Islamabad (dpa/AP) – Schwere Überschwemmungen wegen tagelanger sintflutartiger Regenfälle und eines Dammbruchs haben im Südwesten Pakistans Hunderte Menschenleben gefordert. Der Regen ließ gestern erstmals nach und erlaubte eine erste Bilanz der Katastrophe. Nach Presseberichten wurden mindestens 300 Tote gezählt. Etwa 1.000 Menschen wurden noch vermißt, ihre Überlebenschance gilt als gering. Das Hochwasser in der Provinz Belutschistan gilt als das schlimmste seit 200 Jahren.

Im Distrikt Turbat nahe der Küste war nach starken Regenfällen ein Damm gebrochen. Außerdem erreichte eine mächtige Flutwelle aus dem Iran die Region. Betroffen waren auch Dörfer im Iran und Afghanistan. Allein in Pakistan versanken 200 Ortschaften in den Wassermassen. 3.500 Häuser wurden eineinhalb Meter hoch überschwemmt und teilweise zerstört.

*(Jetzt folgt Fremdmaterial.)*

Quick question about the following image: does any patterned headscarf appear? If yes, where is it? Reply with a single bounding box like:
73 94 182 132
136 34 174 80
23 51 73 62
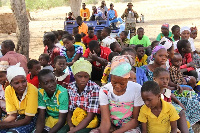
190 26 197 32
7 63 26 83
180 26 191 33
71 58 92 75
110 55 132 78
151 45 165 60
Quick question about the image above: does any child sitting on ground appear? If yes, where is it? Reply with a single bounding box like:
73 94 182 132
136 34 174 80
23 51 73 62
134 45 148 67
101 52 119 86
128 70 136 82
26 60 41 88
35 69 68 133
147 41 159 64
74 34 86 54
116 31 130 48
83 27 97 48
176 40 198 79
110 42 122 54
67 58 100 133
54 56 70 88
0 61 9 121
153 68 200 133
169 53 196 88
39 54 53 71
65 12 75 24
138 81 179 133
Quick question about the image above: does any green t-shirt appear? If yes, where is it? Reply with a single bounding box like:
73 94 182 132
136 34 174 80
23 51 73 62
130 35 151 47
156 32 174 42
38 85 69 119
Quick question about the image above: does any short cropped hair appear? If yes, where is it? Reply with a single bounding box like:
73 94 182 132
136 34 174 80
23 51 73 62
141 81 160 95
27 59 40 69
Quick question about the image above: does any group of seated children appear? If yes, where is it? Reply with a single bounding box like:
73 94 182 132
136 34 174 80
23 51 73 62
0 24 200 133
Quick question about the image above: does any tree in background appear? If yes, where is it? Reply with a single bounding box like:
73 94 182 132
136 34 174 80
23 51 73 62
10 0 30 59
70 0 82 17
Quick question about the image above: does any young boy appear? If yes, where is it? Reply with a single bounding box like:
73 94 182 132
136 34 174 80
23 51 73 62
110 42 122 54
101 52 119 86
39 54 53 71
138 81 179 133
134 45 148 67
169 53 196 88
26 60 41 88
116 31 130 48
83 27 97 48
65 12 75 24
35 69 68 133
74 34 86 54
83 40 111 81
177 40 198 79
156 23 174 41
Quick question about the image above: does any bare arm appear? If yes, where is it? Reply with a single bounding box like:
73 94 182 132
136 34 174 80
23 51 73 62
142 122 147 133
67 53 81 66
67 110 74 129
0 114 33 129
170 121 177 133
114 106 141 133
68 112 95 133
100 105 111 133
49 113 67 133
35 109 46 133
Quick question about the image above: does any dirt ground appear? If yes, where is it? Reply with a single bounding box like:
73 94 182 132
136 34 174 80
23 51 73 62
0 0 200 133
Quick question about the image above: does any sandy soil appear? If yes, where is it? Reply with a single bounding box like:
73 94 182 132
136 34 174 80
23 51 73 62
0 0 200 59
0 0 200 133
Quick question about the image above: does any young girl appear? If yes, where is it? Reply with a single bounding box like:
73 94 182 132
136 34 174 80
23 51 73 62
0 64 38 133
93 56 144 133
39 54 53 71
67 58 100 133
138 81 179 133
54 56 70 88
153 68 200 133
141 46 168 80
0 61 9 121
176 40 198 79
60 35 83 66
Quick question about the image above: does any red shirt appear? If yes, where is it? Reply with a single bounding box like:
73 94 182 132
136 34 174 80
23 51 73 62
26 73 39 88
44 46 60 66
83 35 97 47
83 46 111 67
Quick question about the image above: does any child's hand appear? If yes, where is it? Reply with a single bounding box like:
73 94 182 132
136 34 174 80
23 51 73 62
176 85 183 94
187 61 195 68
178 102 186 110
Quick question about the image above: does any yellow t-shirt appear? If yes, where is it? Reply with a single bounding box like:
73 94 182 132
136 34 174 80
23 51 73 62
5 83 38 116
80 8 90 21
134 54 148 67
75 42 86 55
138 99 180 133
78 22 88 36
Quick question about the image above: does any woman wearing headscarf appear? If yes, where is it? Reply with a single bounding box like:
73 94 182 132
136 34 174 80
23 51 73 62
93 56 144 133
0 64 38 133
67 58 100 133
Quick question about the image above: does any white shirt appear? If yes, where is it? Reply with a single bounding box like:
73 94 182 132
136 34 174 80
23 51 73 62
99 81 144 106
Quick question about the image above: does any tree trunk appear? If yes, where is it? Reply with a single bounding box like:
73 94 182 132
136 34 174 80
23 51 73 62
10 0 30 59
70 0 82 17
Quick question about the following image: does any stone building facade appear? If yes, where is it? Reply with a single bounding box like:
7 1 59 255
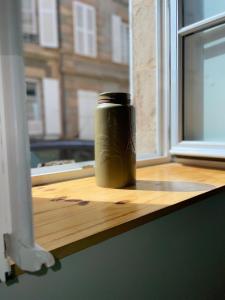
22 0 129 140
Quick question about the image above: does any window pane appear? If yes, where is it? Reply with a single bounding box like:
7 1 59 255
183 0 225 26
184 25 225 142
24 0 129 167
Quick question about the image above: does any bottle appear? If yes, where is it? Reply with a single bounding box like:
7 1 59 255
95 93 136 188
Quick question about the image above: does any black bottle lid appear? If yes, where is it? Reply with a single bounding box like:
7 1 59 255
98 92 130 105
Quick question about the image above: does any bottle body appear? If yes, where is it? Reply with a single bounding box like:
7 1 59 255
95 94 136 188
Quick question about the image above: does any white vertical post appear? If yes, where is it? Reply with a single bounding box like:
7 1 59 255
0 0 54 281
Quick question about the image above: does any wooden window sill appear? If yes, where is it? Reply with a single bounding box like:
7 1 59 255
28 163 225 258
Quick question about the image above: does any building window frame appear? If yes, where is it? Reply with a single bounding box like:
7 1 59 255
170 0 225 159
31 0 171 186
25 77 44 137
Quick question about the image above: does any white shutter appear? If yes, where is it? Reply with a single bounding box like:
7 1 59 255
43 78 62 138
112 15 122 63
0 0 54 282
38 0 59 48
73 2 85 54
73 1 97 57
122 23 129 64
22 0 37 34
77 90 98 140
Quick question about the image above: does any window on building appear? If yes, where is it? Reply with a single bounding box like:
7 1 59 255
73 1 97 57
112 15 129 64
77 90 98 140
26 79 43 137
171 0 225 157
22 0 59 48
22 0 37 34
22 0 130 168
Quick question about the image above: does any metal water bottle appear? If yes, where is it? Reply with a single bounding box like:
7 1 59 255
95 93 136 188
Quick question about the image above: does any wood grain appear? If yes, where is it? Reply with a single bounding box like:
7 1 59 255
33 163 225 258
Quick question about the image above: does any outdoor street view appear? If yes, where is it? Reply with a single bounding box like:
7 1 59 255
22 0 129 168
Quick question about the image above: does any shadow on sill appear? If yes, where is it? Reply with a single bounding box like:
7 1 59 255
126 180 215 192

Hilfsmaßnahmen wurden dadurch erschwert, daß Straßen und Brücken in der Region unpassierbar waren. Die meisten Telefonverbindungen sind zerstört.

Armee-Einheiten retteten mit Hubschraubern und Booten etwa 25.000 Menschen, die in Behelfslagern Zuflucht fanden. Manche Bewohner hatten sich auf Bäume gerettet, wo einige von ihnen schon seit Tagen ausharrten.

Premierminister Navaz Sharif flog in das Katastrophengebiet, um sich einen Überblick über die Lage zu verschaffen und mit Flutopfern zu sprechen. Armee-Angehörige, die derzeit mit einer Volks- und Gebäudezählung beschäftigt sind, sollen sich an den weiteren Hilfsaktionen beteiligen.